Semangat Siswa Adalah Semangat Guru


Semangat belajar yang tinggi dari para siswa SDN Tumpakrejo 10 Kalipare, Kabupaten Malang menjadi pengobar semangat para guru pendidiknya. 

Padahal sekolah yang berada di Dusun Jurang Dandang, Desa Tumpakrejo ini tidak memiliki sarana prasana yang mendukung. Guru saja tidak punya ruang kantor. 

Belum lagi medannya yang relatif sulit untuk menuju ke sekolah itu.  Di sekolah itu, untuk satu ruangan berukuran 6 x6  meter saja dijejali untuk empat kelas, yaitu kelas 3,4, 5 dan 6. 

Pemisah ruangannya adalah papan tulis warna putih. Sementara untuk siswa kelas 1 dan 2 dijadikan satu di ruangan lain berukuran 2 x4 meter yang dibangun oleh wali murid. Total jumlah siswa kelas 1-6 sebanyak 40 orang.

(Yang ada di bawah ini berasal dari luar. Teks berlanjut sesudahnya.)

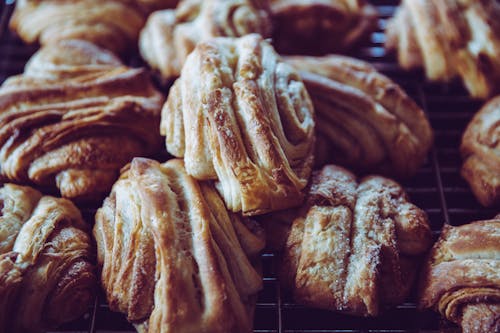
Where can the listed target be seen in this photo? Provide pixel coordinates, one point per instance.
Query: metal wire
(437, 188)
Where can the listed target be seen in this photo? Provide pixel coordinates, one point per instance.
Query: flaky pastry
(240, 115)
(173, 258)
(320, 26)
(364, 120)
(110, 24)
(74, 118)
(171, 35)
(449, 39)
(46, 271)
(354, 246)
(481, 153)
(461, 278)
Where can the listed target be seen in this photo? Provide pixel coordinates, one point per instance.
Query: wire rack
(437, 188)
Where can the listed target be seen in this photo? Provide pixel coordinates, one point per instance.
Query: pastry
(170, 35)
(320, 26)
(364, 120)
(46, 261)
(450, 39)
(355, 246)
(461, 278)
(173, 259)
(74, 118)
(481, 154)
(241, 116)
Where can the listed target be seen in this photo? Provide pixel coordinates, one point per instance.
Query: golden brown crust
(353, 247)
(364, 120)
(46, 273)
(110, 24)
(480, 151)
(74, 118)
(173, 258)
(461, 278)
(171, 35)
(450, 39)
(241, 116)
(320, 26)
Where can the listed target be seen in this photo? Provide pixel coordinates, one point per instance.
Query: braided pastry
(481, 153)
(320, 26)
(239, 115)
(74, 118)
(170, 35)
(353, 248)
(461, 279)
(46, 271)
(364, 120)
(450, 38)
(173, 258)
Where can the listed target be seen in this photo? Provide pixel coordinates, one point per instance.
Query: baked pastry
(481, 154)
(320, 26)
(450, 39)
(111, 24)
(354, 247)
(171, 35)
(461, 278)
(364, 120)
(173, 258)
(46, 261)
(74, 118)
(239, 115)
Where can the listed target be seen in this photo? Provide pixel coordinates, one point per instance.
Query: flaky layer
(480, 151)
(241, 116)
(450, 39)
(74, 118)
(354, 246)
(47, 273)
(364, 120)
(171, 35)
(461, 278)
(173, 258)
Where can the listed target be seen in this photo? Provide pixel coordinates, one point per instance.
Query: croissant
(173, 258)
(461, 278)
(481, 154)
(241, 116)
(320, 26)
(354, 246)
(364, 120)
(46, 272)
(450, 39)
(74, 118)
(171, 35)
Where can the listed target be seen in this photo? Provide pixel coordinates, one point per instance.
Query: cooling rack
(437, 188)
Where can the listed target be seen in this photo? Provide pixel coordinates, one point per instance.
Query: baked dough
(449, 39)
(364, 120)
(461, 278)
(320, 26)
(481, 154)
(74, 118)
(46, 273)
(239, 115)
(171, 35)
(173, 258)
(354, 246)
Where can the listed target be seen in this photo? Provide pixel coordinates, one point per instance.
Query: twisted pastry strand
(46, 273)
(173, 259)
(239, 115)
(74, 118)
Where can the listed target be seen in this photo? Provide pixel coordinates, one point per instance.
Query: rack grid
(437, 188)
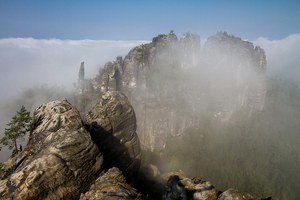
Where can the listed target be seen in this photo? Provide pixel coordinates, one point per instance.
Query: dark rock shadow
(115, 154)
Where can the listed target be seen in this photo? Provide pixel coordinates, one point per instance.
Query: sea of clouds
(27, 62)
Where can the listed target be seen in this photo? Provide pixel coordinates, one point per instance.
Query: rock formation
(112, 125)
(111, 185)
(59, 161)
(173, 83)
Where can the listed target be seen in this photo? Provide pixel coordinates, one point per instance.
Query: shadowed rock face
(111, 185)
(60, 160)
(112, 125)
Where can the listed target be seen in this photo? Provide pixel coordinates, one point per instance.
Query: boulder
(60, 160)
(111, 185)
(181, 187)
(232, 194)
(112, 125)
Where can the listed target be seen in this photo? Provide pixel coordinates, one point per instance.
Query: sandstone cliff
(173, 83)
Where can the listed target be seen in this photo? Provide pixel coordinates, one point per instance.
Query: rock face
(181, 187)
(60, 160)
(173, 83)
(112, 125)
(111, 185)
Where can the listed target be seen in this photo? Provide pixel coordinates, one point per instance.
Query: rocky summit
(144, 99)
(174, 82)
(66, 158)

”Ini memang kategori SD kecil. Awalnya ya cuma satu kelas saja sebagai SD Inpres tahun 1986-an dan melayani anak-anak dari tiga RT di dusun ini,” cerita Sariyem BY, Kepala SDN Tumpakrejo 10 ditemui di lokasi, Rabu (1/2). Namun baru-baru ini, di lokasi itu ada satu ruang kelas baru yang dibangun dari anggaran DAK 2011 senilai Rp 94.950.000. 

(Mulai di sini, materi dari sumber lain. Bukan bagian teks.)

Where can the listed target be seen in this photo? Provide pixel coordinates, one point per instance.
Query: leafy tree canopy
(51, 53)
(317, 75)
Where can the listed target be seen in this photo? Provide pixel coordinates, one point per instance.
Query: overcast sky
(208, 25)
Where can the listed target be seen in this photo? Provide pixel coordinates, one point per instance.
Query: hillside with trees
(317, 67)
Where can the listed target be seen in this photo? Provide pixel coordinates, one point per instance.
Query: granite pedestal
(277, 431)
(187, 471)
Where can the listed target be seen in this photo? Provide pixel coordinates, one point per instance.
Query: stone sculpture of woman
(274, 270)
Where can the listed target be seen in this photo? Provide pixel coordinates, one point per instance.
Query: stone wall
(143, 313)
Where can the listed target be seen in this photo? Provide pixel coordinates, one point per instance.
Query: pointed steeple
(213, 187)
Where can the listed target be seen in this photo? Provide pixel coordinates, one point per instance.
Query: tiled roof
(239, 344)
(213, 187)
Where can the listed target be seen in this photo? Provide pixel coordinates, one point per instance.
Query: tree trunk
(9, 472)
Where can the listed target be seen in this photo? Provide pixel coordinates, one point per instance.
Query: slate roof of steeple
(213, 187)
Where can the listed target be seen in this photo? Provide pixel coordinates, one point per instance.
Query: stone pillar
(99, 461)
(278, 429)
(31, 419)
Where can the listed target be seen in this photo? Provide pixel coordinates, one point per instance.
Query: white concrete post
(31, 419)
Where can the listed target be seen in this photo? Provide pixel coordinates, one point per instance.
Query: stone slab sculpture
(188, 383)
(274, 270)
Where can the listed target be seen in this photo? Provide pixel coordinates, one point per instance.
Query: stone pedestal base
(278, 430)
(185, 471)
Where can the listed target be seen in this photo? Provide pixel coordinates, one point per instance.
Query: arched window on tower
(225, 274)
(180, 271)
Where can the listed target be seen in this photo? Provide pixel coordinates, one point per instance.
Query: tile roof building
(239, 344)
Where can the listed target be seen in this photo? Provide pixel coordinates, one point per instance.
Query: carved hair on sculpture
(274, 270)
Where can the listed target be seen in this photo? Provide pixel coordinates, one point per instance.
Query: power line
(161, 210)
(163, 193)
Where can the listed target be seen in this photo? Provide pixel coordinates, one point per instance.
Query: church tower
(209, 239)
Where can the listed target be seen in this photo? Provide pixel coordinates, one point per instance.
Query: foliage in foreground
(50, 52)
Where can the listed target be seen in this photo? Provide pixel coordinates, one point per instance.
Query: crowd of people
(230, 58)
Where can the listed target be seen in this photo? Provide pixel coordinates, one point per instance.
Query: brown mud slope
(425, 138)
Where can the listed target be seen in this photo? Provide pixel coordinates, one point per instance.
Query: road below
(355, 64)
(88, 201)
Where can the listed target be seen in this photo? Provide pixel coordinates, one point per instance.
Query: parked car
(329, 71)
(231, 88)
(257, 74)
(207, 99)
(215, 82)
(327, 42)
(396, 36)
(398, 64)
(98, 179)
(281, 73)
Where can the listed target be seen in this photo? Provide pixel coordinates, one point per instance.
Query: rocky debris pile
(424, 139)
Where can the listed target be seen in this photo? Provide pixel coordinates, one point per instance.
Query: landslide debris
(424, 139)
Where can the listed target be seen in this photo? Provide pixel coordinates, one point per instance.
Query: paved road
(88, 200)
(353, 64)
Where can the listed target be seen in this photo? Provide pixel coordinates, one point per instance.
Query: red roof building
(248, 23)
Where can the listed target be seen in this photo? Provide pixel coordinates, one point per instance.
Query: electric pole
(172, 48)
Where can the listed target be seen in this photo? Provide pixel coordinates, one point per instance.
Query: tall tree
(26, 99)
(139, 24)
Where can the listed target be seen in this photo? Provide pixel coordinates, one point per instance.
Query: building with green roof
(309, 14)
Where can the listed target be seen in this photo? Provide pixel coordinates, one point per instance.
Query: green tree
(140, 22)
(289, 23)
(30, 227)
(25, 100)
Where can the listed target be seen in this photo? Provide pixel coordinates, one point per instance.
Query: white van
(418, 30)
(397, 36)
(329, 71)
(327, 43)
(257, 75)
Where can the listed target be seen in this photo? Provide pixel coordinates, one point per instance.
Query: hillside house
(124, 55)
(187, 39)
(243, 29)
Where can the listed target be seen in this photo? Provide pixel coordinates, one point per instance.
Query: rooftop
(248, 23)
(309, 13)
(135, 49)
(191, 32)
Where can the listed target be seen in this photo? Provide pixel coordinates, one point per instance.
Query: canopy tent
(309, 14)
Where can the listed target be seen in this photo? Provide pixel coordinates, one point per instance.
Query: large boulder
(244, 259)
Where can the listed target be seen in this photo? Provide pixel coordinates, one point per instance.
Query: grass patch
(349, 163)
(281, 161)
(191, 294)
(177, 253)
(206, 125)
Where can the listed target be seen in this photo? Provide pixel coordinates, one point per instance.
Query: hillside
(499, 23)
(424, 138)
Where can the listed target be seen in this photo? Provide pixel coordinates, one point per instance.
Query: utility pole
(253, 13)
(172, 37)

Meski belum diserahterimakan, namun Sariyem, wanita berjilbab ini berencana memindahkan siswa kelas 5 dan 6 ke kelas baru itu nanti. Sehingga nantinya, tiap kelas, diisi untuk dua kelas. Dengan begitu,  siswa lebih leluasa dan nyaman dalam belajar. Saat ini, jumlah siswa kelas 1 sebanyak sembilan orang, kelas 2 sebanyak lima orang, kelas tiga sebanyak empat orang, 

Kelas tiga ada lima orang, Kelas 4 ada 10 orang, Kelas 5 ada lima orang dan kelas 6 ada enam orang. Meski sudah mendengar kondisi di SDN itu, tapi ketika ia dimutasi memimpin SDN ini pada 2010, ia sempat kaget juga. Sebelumnya ia bertugas di SDN Arjowilangun 6, Kalipare. 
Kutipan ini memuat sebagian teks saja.